The economy has created 750,000 jobs since the recession, but the unemployment rate, last measured at 7.3 per cent, remains more than a full point higher than before the 2008-09 economic downturn. That means because of population growth, there are more unemployed Canadians today than four years ago, and more who have simply given up and left the labour force.

However, some business groups have complained they are experiencing labour shortages in some parts of the country, particularly Alberta and Saskatchewan, where the jobless rate is about two percentage points below the national average.

Flaherty agreed with that assessment and added that in future years, the issue will be one of worker shortages, not unemployment.

The economy’s challenge in the future will be finding ways to encourage more handicapped Canadians, seniors, aboriginal people and the young to work, he said.

“We are going to have significant labour shortages in this country,” he said.

“That means we are going to have to encourage more persons with disabilities to work, more seniors to work, more aboriginal people to work, including young people. We need to get rid of disincentives in the employment insurance system to people joining the work force.”

The minister’s statement came in a news conference in which he pressed the case for early passage of a massive omnibus bill the opposition has labelled a “Trojan horse” because it bundles together a wide array of issues, from environmental reviews to EI, immigration, old age pensions and public service cutbacks.

Flaherty made clear that the definition of what constitutes “suitable employment” under the Employment Insurance Act will be decided by Human Resources Minister Diane Finley.

But NDP critic Peggy Nash said Canadians should be concerned about what appears to be a hard line taken from the finance minister.

“If you are a computer software developer, will you be working at Tim Hortons? If you are an unemployed teacher or nurse, will you be working in the agricultural sector picking fruit?,” she asked.

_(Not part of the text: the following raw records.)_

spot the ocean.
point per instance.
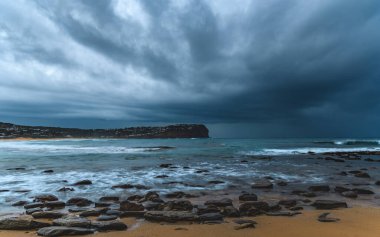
(167, 165)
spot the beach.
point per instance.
(189, 187)
(355, 222)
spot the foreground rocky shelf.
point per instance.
(80, 216)
(8, 131)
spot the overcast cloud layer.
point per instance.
(278, 67)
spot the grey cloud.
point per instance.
(291, 65)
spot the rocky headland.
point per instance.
(12, 131)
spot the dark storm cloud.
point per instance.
(287, 65)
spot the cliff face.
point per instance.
(8, 130)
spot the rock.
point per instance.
(133, 214)
(55, 204)
(323, 218)
(296, 208)
(109, 199)
(362, 175)
(244, 221)
(288, 202)
(349, 194)
(211, 217)
(230, 211)
(45, 198)
(340, 189)
(20, 223)
(63, 231)
(262, 184)
(165, 165)
(102, 204)
(90, 213)
(362, 191)
(170, 216)
(47, 215)
(30, 211)
(304, 193)
(73, 221)
(66, 189)
(283, 213)
(319, 188)
(130, 186)
(131, 206)
(216, 182)
(109, 225)
(248, 197)
(113, 212)
(282, 183)
(161, 176)
(253, 208)
(106, 218)
(244, 226)
(151, 196)
(78, 201)
(77, 209)
(219, 203)
(135, 198)
(153, 206)
(83, 182)
(19, 203)
(177, 194)
(179, 205)
(34, 205)
(329, 204)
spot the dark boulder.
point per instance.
(73, 221)
(329, 204)
(83, 182)
(248, 197)
(262, 184)
(20, 223)
(63, 231)
(131, 206)
(319, 188)
(79, 201)
(219, 203)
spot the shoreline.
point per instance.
(354, 222)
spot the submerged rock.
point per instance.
(329, 204)
(262, 184)
(109, 225)
(20, 223)
(63, 230)
(73, 221)
(170, 216)
(219, 203)
(323, 218)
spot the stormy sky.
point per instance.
(273, 68)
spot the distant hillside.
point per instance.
(8, 130)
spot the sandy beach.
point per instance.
(354, 222)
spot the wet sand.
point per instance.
(355, 222)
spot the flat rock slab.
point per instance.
(47, 214)
(170, 216)
(329, 204)
(73, 221)
(20, 223)
(262, 184)
(108, 225)
(324, 218)
(63, 231)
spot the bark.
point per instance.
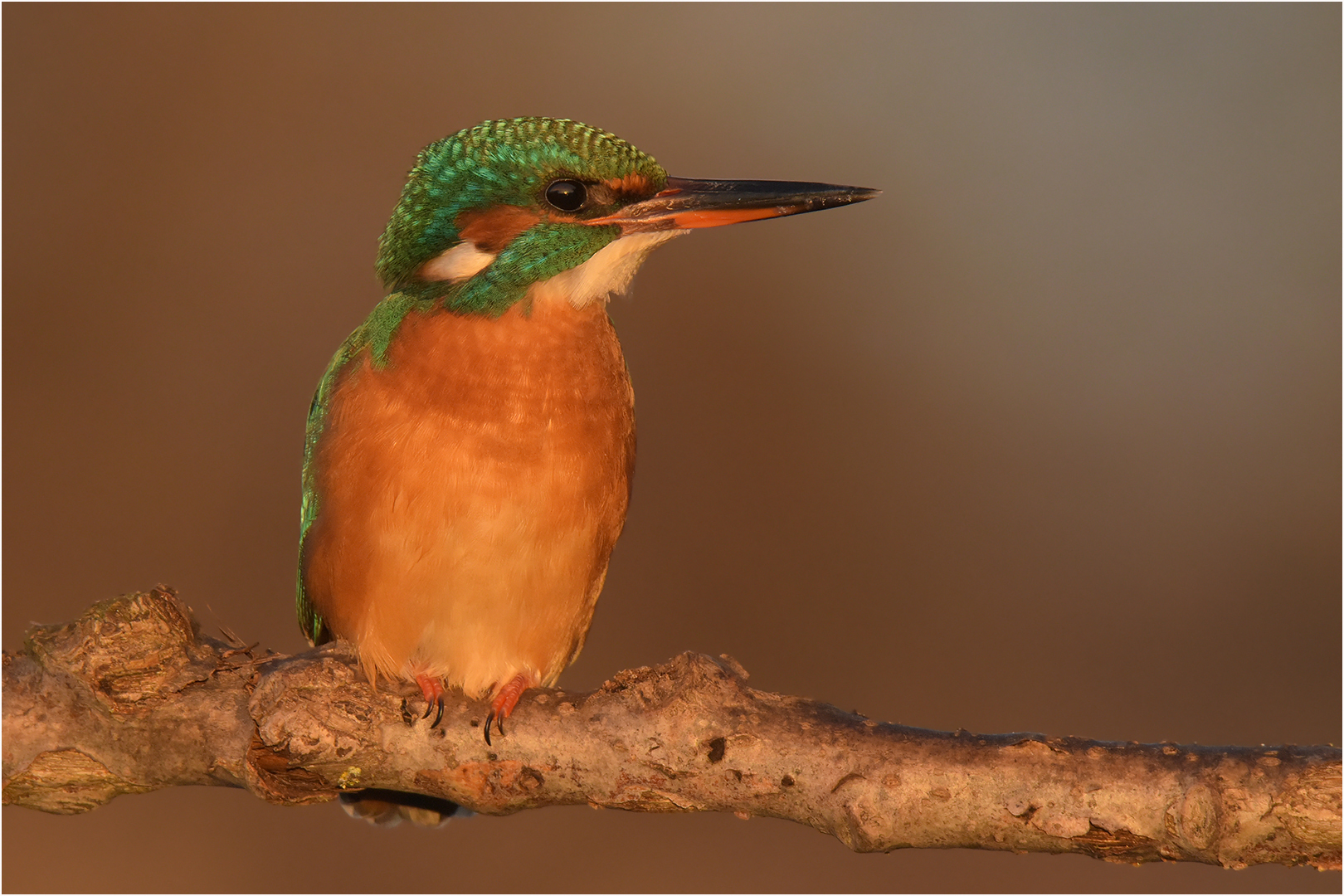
(132, 698)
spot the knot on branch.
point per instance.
(128, 650)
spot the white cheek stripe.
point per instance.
(609, 270)
(455, 264)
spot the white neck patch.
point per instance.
(609, 270)
(455, 264)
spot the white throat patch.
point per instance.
(611, 270)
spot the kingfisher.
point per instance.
(470, 449)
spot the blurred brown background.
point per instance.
(1046, 438)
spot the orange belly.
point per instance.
(470, 494)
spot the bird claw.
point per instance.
(502, 707)
(433, 691)
(498, 720)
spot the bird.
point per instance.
(470, 446)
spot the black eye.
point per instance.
(566, 195)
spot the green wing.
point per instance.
(374, 334)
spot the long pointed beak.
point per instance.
(686, 203)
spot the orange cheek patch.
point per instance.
(631, 186)
(494, 229)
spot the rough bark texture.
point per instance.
(132, 698)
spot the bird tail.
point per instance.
(388, 807)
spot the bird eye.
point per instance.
(566, 195)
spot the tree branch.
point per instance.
(132, 698)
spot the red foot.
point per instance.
(433, 689)
(505, 699)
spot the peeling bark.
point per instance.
(132, 698)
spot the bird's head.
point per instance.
(507, 206)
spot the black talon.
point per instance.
(438, 716)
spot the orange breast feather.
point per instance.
(470, 494)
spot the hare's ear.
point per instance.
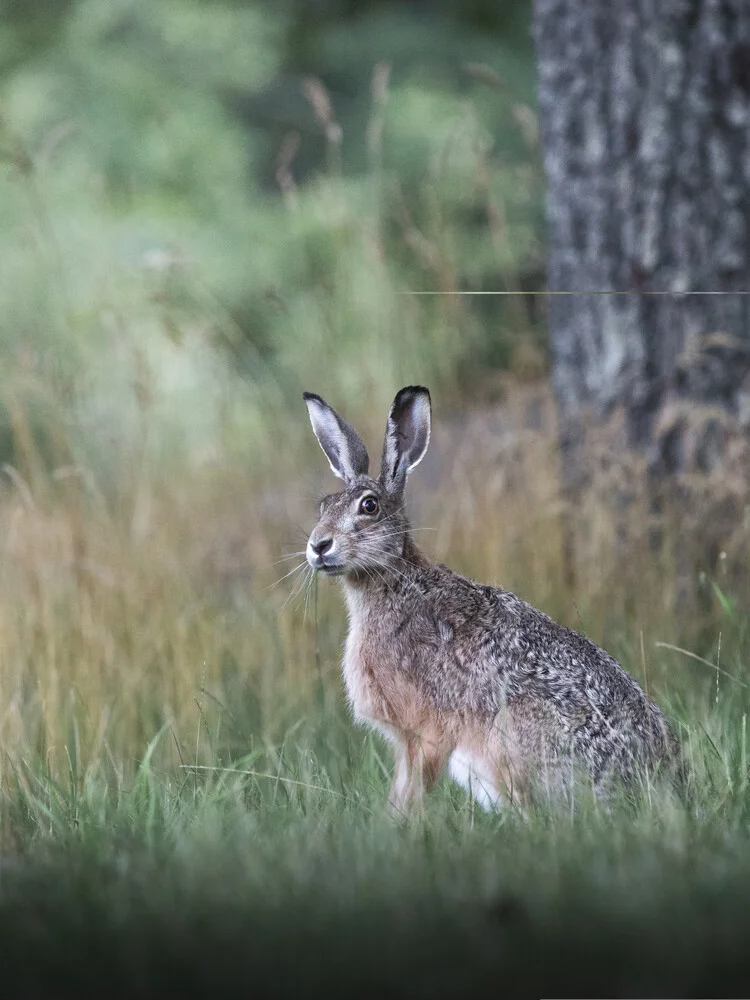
(343, 447)
(407, 435)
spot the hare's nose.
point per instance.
(320, 548)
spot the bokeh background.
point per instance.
(210, 206)
(207, 208)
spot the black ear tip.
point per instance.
(413, 390)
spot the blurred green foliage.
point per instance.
(267, 177)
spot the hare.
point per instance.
(454, 673)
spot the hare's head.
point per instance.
(363, 529)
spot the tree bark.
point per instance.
(645, 122)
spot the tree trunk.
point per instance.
(645, 121)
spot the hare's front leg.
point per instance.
(418, 766)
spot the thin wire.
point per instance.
(609, 292)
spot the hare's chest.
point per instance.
(364, 687)
(379, 691)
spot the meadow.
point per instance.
(185, 803)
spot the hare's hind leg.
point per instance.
(419, 762)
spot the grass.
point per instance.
(187, 806)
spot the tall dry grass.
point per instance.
(164, 608)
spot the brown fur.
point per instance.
(453, 672)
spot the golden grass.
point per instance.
(156, 610)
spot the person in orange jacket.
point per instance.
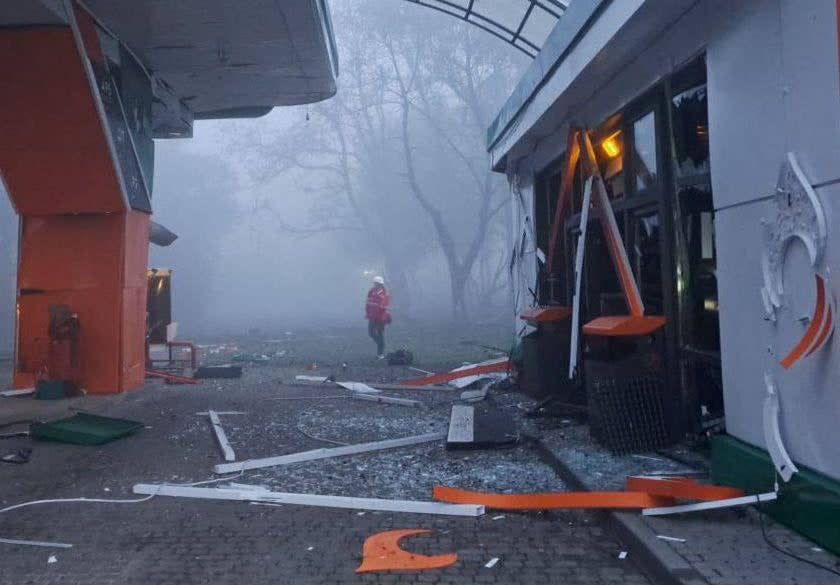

“(That) is a colossal waste of skills ... talent and training.”

Nash pointed out that EI is not a government funded program, but an insurance policy paid for by employers and workers.

Liberal critic Marc Garneau, a former astronaut, called Flaherty’s comments “insulting,” and a threat to cut off Canadians currently collecting employment benefits if they won’t accept work in “another sector (or) another town.”

Along with changes to EI, the budget bill also proposes a change to the temporary foreign worker program to single out jobs that Canadians could fill.